Beide Politikerinnen könnten, wenn sie sie kennen würden, Strukturen innerhalb ihres Regierungsapparates nutzen, die es schon gibt. YouPan, Jugend-Panel zur Bildung für nachhaltige Entwicklung, heißt das Jugendgremium, welches die Nationale Plattform für Bildung für nachhaltige Entwicklung berät. Die Jugendlichen haben in diesem Expertengremium einen Sitz von insgesamt rund 40. Wissenschaftler, Vertreter der Wirtschaft, Politik und Zivilgesellschaft und Politik beraten hier, wie das Thema Nachhaltige Entwicklung in allen Bildungsbereichen verankert werden kann.

Dass Jugendbeteiligung hier eine Rolle spielen würde, war nicht selbstverständlich, aber letztendlich mündete die wachsende Erkenntnis in einem vom BMBF mit rund einer Million Euro geförderten Projekt. Seit 2017 koordiniert die "YouBox" der Stiftung Bildung die Beteiligung der Jugendlichen. Ein Termin mit der Ministerin, sagt Stiftungsvorsitzende Katja Hintze, habe es bisher noch nicht gegeben, mit dem neuen Staatssekretär Christian Luft habe aber schon ein erster Austausch stattgefunden.

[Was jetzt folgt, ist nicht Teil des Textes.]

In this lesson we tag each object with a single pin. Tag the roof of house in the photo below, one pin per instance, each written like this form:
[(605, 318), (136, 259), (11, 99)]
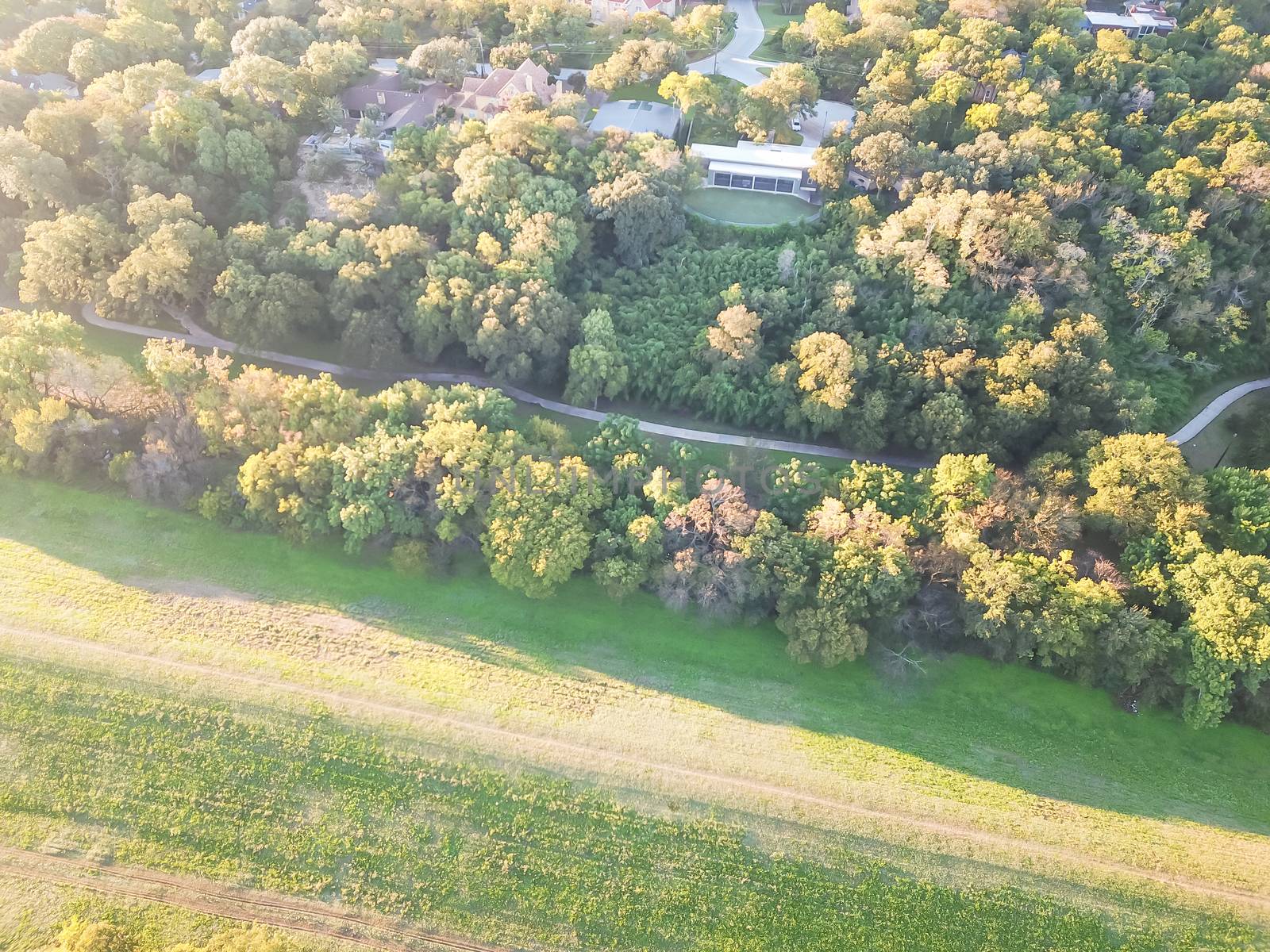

Die Forderungen des Jugend-Panels sind einerseits sehr allgemein und passend zu einigen Gedanken, wie sie derzeit von Jugendlichen der Fridays for Future - Bewegung auf die Straße getragen werden: "Nachhaltigkeit ist mit unserem aktuellen Wirtschaftssystem unvereinbar. Solange Profit und Wirtschaftswachstum an erster Stelle stehen, hat das katastrophale Auswirkungen für Mensch und Umwelt, wie wir an den derzeitigen Problemen sehen können (Klimawandel, Umweltzerstörung, soziale Ungleichheit, Armut etc.). Deswegen fordern wir, bestehende Theorien, wie z.B. den Neoliberalismus kritisch zu hinterfragen, Wirtschaft neu zu denken und sich mit Alternativen zu beschäftigen, wie sich die Menschheit zukunftsfähig organisieren kann." Gleichzeitig sind manche Vorschläge schon sehr machbar und konkret: Arbeitsgemeinschaften in der Schule zum Thema Nachhaltigkeit, bessere (finanzielle) Unterstützung der Schülervertretungen, Jugendzukunftsräte in den Bundesländern (BaWÜ hat so etwas schon), Bildung für nachhaltige Entwicklung fächerübergreifend in die Lehrpläna integrieren - und einiges mehr.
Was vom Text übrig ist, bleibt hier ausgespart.